Souls lost in Lampedusa
With a heart seemingly big enough to feel and understand the pain and suffering of the whole of Africa, Aimy doesn't limit herself to singing about her own country.
The song "Lampedusa" is named for the Italian island where many refugees attempting the crossing from Northern Africa to Europe end up – for some it becomes a staging post on the path to a better life. Sung in Italian and English, it talks about how dreams of a better life in a new land are dashed by the hard reality of being a refugee. "Dreams buried in Lampedusa/Souls lost in Lampedusa/No flowers in Lampedusa/No prayers in Lampedusa".

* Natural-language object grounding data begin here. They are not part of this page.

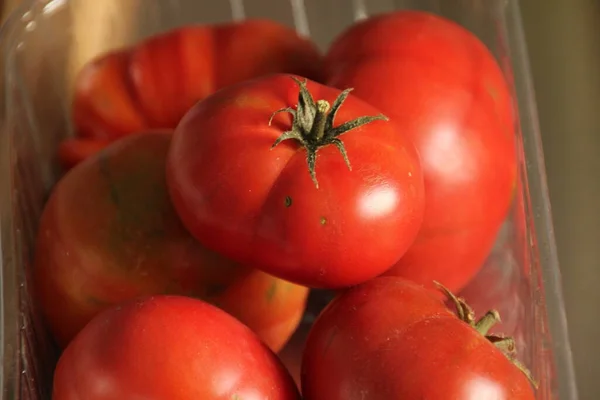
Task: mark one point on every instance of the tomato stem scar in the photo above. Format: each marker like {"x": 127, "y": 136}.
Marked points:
{"x": 505, "y": 344}
{"x": 312, "y": 125}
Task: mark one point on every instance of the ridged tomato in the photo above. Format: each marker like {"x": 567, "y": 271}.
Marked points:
{"x": 153, "y": 84}
{"x": 109, "y": 233}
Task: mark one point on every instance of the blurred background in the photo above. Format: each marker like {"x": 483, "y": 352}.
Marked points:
{"x": 564, "y": 46}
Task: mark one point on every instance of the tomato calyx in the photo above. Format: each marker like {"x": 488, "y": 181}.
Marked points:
{"x": 483, "y": 325}
{"x": 312, "y": 125}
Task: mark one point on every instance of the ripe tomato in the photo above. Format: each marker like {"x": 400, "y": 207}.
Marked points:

While Aimy talks about the plight of refugees in general in "Lampedusa", in "A Dream For Somalia", she talks specifically about a country that has seen many of its people willing to risk the journey across the Mediterranean Sea in order to escape violence and civil war. The song is about more than just Somalia, however, it is about how this one country is symbolic of the problems besetting all of Africa. "I don't know why/We're living behind the world/Struggle to advance/Greediness in control/Struggle to advance/Egotism/In Control/Silence in Africa".
Yet "Nigerian Spirit" has more to offer than merely sad songs about Africa. Aimy also sings to encourage people to find a way out of the darkness and feel better about themselves. In "Voices of Orisa" (Orisa is one of the manifestations of the supreme divinity in the Yoruba religion), she tells those listening that "The power of healing is you/The power of like is you/In dreadful time and disharmony/Just reconnect to your innner-self/This is the voice of for your healing."
Aimy also proves she has a wicked sense of humour with the tongue-in-cheek number "Husband in Canada". The opening chorus introduces us to the problem, "I wan marry but I nor see good man/I wan marry but I nor see fine boy/Men weh I den se don marry/Boys whe I deh see na wahata." Sung in French, English and a Nigerian dialect, she then proceeds to list various countries she hasn't been able to find a husband in and decides "Where you deh go Canada/To look for my husband/to look for my bobo."
Reconnect to your inner self
A remarkable album in many ways, "Nigerian Spirit" manages to strike a balance between great music and thought-provoking lyrics. Though attuned to the suffering experienced by people in various countries of Africa, Sonia Aimy's voice remains one of defiance. She takes a stance against the corruption and hatred in her native Nigeria, both by reminding us how much better it used to be and also by recording part of the album in its capital city, Lagos.
Sonia Aimy is not just a wonderful singer, but a great songwriter to boot – all the songs on the album were written and produced by her. The music soars and dances, her voice rich with appeal, regardless of what language she's speaking or what she is singing about. Listening to this album, you may feel happy, angry and sad by turns, but I promise you won't be bored.